In: Math
Liam is a professional darts player who can throw a bullseye 70%
of the time.
If he throws a dart 250 times, what is the probability he hits a
bulls eye:
a.) At least 185 times?
b.) No more than 180 times?
c.) between 160 and 185 times (including 160 and 185)?

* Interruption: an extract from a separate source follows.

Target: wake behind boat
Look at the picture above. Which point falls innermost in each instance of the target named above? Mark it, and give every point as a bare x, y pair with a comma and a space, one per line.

Use the Normal Approximation to the Binomial distribution to answer
this question.
2. A recent study has shown that 28% of 18-34 year olds check
their Facebook/Instagram feeds before getting out of bed in the
morning,
If we sampled a group of 150 18-34 year olds, what is the
probability that the number of them who checked their social media
before getting out of bed is:
a.) At least 30?
b.) No more than 51?
c.) between 35 and 49 (including 35 and 49)?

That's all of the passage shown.